Global Issues
No Inclusion, No Justice: Humanitarianism’s Complicity in Systemic Inequality -By Fransiscus Nanga Roka
Humanitarianism must face this complicity if is going to retain any moral authority. Commitment on inclusion cannot merely be rhetorical. It has to be a non-negotiable standard, reinforced through contractual duties, timelines measured by performance indicators and real consequences that follow from failing. Data disaggregation, meaningful participation and conditional funding on inclusion.
Humanitarianism has a nice, comforting story it likes to tell itself about how neutral and noble its motivations are how much of an indiscriminate shield for everyone everywhere humanitarian actors can be. However, for millions of people especially disabled persons below the poverty line that story starts to crumble once crisis hits. The reality, a much crueler and uncomfortable one: an always-excluding system clearly does not work at all. It is complicit.
Let’s be clear. Exclucion is not a problem of logistics in humanitarian response It is a structural outcome. When shelters are constructed without accessibility; when emergency information never comes in multiple formats; when evacuation plans do not make accommodation for mobility and cognitive diversity these things are no fault of anybody. These aren’t technical gaps, they are in fact policy choices.

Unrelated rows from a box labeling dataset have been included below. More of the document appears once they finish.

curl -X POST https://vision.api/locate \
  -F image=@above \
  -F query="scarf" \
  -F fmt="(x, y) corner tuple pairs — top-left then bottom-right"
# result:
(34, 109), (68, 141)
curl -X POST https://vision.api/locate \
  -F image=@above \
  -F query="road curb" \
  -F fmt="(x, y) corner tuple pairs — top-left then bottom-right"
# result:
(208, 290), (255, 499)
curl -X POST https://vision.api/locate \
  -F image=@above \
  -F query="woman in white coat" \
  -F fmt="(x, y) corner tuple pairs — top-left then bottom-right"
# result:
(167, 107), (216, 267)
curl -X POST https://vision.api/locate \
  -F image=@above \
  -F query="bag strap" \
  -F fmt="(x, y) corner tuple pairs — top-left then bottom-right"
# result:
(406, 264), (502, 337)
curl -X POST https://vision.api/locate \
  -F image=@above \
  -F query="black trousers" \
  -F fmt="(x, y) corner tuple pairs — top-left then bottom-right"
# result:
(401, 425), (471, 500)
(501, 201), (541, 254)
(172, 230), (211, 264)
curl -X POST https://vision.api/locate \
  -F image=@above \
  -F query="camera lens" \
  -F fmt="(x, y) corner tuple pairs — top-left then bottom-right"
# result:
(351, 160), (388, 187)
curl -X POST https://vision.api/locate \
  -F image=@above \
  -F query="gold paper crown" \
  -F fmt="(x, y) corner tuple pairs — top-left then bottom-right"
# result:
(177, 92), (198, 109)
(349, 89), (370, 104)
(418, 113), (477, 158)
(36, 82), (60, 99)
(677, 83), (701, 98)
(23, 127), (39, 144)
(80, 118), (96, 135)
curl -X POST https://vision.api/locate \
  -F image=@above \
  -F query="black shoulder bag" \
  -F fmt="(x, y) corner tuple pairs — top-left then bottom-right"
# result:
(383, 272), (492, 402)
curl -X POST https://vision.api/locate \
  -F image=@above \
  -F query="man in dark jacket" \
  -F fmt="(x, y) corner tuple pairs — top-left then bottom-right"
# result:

The language of “constraints” scarce resources, narrow delivery windows and the exigencies of getting things done is familiar to humanitarian actors However, that does not explain why the same groups continue to be left behind. Patterns do. And that trend is a pattern, and not just some incidental circumstance: those at the bottom are an afterthought if they’re even regarded as such.
International law is not silent on that. The Convention on the Rights of Persons with Disabilities (CRPD) prescribes unambiguous obligations from States to protect and ensure safety for persons with disabilities in situations of risk, emergency or humanitarian setting. But in practice, we often see these responsibilities watered down into voluntary principles, soft commitments and optional checklists. Rights become recommendations. Accountability becomes negotiable.
It is here that the contradiction of humanitarianism lays itself bare. It tries to have its cake (moral high ground) and eat it too by preventing legal accountability. It appeals to what is human, but it works through hierarchies of visibility and value. The easily counted and the easily photographed are those who become aid. People who need structural adaptation such as people with disabilities are kept silent.
And, it is not just the moral: The problem here lies in its political. Funding priorities shape humanitarian systems, and funding follows visibility. Without the demands to measure, and without securing an overall impetus behind disability inclusion on a continuous basis, nothing will be funded. And if it is not funded, it does NOT happen. That is not neglect that is by design.
Current humanitarian reform efforts could even risk exacerbating the problem. The drive towards efficiency, case management and cost-cutting sounds modern but can put exclusion on permanent record without enforceable protections. If that is efficiency, but justice free, it is just a quicker way of expulsion. Without inclusion, localizing can end up just replicating the existing discrimination at a more localized level. Reform, in this context, is more an act of branding than a change agent.
Most alarming of all is how familiar this exclusion has become. They are referred to as a “gap”, a possible “challenge,” an issue of `capacity. These are technocratic expressions that conceal a more simple truth: systemic inequality is being replicated with the justification of humanitarian assistance. Exclusion stops being a failure when it is predictable, committed over and over again but tolerated. It becomes a function.
The ramifications are not abstract. They are counted in bodies abandoned to ignore, ambitions lost without a say and rights quashed at impunity. Not because the crises are inherently unequal, but because responses are: civilians with disabilities face disproportionate risks in conflict zones, disaster areas and refugee camps.
Humanitarianism must face this complicity if is going to retain any moral authority. Commitment on inclusion cannot merely be rhetorical. It has to be a non-negotiable standard, reinforced through contractual duties, timelines measured by performance indicators and real consequences that follow from failing. Data disaggregation, meaningful participation and conditional funding on inclusion.
This is not about being kinder to the system. It is about making it just.
For a system that preserves some lives while willfully neglecting others is not human. It is selective. And selectivity, when it becomes institutionalized, is indistinguishable from injustice.
No inclusion, no justice. It is not a gap to be mended; it is something that needs revealing.